若い頃の私は「学ぶこと」に強い憧れを抱いていた。各宗派の勉強会や、新興宗教団体の集まりにも積極的に足を運び、毎日のように通った時期もある。仕事を終え、そのまま夜の勉強会へ向かい、帰宅は深夜になることも珍しくなかった。
当時は「多くを知ること」が、仏道を深めることだと思っていたのである。
しかし、長年さまざまな教えに触れてきて、ある時ふと気づかされた。
大切なのは、どれだけ学んだかではない。その学びによって、自分がどれだけ変わったかなのだ。
どれほど難しい経典を読み、深い教義を語れたとしても、怒りや嫉妬、見栄や慢心に振り回されているなら、その学びはまだ頭の中だけで終わっている。仏教は本来、「知識」を増やすためのものではなく「生き方」を変えるためのものなのだと思う。
ある宗祖はこう語っている。
「魚の卵から稚魚になる数は多いが、成魚となるものは少ない。菴羅樹の花は多く咲くが、果実になるのは少ない。人間も同様で、仏道を求める心を起こす者は多いが、どこまでも真実の仏道を求め続ける者は少ない」
まさにその通りである。
信仰を語る人は多い。勉強会に通う人も多い。だが、その教えを日々の暮らしにまで落とし込み、実践し続ける人は少ない。
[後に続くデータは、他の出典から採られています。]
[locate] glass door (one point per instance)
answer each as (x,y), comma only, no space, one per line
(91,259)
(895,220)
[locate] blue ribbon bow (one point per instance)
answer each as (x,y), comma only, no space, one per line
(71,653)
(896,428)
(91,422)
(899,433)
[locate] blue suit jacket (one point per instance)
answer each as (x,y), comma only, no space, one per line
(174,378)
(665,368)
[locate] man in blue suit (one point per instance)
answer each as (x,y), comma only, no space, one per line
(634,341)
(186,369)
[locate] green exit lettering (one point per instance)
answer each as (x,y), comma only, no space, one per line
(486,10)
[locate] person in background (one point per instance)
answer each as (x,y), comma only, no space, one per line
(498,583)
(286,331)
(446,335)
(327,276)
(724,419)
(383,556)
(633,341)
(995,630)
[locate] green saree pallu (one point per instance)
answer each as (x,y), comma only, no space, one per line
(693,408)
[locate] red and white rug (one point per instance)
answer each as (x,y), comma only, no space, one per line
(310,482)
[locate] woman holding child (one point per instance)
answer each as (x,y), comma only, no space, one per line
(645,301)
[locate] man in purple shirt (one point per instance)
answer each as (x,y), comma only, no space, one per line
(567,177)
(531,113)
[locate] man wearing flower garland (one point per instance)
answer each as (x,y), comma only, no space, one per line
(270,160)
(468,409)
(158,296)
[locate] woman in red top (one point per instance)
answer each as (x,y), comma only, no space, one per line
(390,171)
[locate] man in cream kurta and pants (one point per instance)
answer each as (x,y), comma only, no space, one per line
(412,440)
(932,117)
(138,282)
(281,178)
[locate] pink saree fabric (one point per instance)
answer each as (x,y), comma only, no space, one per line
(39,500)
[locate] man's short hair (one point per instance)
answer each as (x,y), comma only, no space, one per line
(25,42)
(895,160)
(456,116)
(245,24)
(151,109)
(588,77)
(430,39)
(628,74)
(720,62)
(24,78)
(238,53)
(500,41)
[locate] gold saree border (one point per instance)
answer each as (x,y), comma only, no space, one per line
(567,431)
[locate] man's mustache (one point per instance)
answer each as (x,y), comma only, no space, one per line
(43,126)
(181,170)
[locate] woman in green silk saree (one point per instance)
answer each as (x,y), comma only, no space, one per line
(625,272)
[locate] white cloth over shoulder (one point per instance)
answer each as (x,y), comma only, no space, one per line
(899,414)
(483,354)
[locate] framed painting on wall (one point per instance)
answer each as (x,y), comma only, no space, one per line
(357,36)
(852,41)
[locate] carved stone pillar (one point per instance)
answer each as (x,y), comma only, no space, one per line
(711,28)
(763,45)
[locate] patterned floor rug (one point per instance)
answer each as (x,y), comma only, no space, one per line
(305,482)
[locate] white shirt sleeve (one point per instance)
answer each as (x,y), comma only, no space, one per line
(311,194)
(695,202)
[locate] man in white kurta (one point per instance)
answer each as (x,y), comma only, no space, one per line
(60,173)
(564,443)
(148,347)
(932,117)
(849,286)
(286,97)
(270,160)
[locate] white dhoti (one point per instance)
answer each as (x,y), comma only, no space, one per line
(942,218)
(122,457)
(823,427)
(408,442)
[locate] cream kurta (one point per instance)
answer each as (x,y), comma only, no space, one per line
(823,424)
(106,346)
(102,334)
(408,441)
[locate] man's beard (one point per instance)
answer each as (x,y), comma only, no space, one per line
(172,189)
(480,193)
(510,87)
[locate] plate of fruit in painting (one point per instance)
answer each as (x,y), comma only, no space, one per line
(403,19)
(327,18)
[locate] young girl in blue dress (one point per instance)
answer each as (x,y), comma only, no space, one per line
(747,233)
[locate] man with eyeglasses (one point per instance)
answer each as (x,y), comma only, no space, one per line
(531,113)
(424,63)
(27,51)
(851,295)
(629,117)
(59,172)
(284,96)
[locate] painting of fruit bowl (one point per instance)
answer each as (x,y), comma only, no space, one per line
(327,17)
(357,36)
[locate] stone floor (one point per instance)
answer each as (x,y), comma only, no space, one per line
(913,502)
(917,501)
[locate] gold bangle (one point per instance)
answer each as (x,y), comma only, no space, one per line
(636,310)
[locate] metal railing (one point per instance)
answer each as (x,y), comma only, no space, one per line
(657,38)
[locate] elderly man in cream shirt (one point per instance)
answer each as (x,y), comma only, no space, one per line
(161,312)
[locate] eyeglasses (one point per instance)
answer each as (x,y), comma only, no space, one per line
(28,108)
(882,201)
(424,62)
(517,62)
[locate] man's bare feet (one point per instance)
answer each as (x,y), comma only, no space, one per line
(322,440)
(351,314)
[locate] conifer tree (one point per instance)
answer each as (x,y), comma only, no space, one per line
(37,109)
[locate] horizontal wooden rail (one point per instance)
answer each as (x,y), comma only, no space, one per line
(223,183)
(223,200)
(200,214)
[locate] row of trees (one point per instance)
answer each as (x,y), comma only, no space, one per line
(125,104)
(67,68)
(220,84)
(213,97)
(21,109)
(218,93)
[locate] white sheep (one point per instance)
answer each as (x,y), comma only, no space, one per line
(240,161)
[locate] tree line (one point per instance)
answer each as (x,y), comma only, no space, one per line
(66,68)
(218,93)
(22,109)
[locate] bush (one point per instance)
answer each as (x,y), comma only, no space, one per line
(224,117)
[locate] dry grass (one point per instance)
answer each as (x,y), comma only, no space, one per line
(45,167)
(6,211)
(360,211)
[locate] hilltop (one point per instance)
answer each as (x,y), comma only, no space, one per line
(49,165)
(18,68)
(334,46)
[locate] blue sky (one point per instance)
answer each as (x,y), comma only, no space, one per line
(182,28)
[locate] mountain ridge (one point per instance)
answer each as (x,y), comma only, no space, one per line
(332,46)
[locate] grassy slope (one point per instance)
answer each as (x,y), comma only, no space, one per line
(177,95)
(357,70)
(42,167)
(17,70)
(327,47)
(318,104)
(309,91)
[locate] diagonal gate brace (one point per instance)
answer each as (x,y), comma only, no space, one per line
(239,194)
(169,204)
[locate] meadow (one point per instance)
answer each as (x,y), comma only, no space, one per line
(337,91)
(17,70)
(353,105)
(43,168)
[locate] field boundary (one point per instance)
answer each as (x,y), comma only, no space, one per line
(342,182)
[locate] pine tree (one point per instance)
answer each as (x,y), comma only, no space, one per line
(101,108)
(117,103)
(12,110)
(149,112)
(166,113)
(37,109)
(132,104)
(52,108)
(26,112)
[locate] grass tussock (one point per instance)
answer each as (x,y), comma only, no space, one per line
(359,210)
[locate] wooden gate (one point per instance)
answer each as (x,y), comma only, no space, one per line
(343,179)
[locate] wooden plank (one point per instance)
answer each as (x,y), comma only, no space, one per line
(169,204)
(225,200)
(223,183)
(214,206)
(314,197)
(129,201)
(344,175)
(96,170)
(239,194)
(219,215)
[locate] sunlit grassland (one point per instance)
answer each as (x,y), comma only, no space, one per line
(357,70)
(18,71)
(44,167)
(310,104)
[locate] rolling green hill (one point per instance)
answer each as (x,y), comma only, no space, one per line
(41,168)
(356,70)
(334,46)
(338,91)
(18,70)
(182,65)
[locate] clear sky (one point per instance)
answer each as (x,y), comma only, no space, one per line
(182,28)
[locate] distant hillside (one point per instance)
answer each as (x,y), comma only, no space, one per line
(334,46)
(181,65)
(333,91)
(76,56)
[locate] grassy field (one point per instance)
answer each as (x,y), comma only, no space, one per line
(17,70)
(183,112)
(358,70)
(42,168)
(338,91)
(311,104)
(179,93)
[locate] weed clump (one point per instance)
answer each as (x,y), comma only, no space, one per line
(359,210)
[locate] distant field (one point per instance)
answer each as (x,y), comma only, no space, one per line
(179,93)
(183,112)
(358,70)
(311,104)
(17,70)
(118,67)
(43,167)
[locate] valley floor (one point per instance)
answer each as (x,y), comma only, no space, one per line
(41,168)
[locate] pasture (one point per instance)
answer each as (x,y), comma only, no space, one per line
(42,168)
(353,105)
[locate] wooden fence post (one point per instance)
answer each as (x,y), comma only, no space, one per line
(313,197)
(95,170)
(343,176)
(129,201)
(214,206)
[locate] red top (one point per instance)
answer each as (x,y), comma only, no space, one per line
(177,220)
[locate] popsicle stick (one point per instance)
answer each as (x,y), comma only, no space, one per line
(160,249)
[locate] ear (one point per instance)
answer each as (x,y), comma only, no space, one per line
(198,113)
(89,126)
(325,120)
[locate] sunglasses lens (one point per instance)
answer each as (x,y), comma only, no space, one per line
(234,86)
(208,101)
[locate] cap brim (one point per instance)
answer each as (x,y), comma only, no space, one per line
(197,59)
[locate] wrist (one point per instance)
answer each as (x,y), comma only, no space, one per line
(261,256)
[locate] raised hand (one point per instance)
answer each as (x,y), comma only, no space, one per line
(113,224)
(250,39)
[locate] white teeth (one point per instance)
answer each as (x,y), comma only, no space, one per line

勉強会の最中は、皆とても立派に見える。優しい言葉を使い、反省を語り、慈悲を口にする。しかし、会が終わり、本を閉じた瞬間に、また元の自分へ戻ってしまうことがある。
それは決して他人事ではない。私自身もまた、その繰り返しの中を生きてきた。
だからこそ最近は「何を学んだか」よりも「今日の自分は昨日より少しでも優しくなれたか」を大切にしたいと思うようになった。
仏道とは、特別な場所にあるものではない。毎日の言葉遣いであり、人への接し方であり、怒りを抑える一瞬の努力であり、誰にも見えないところでの振る舞いなのだと思う。
学問としての仏教も大切である。だが、本当に価値があるのは、学んだ教えがその人の人生に滲み出ているかどうかではないだろうか。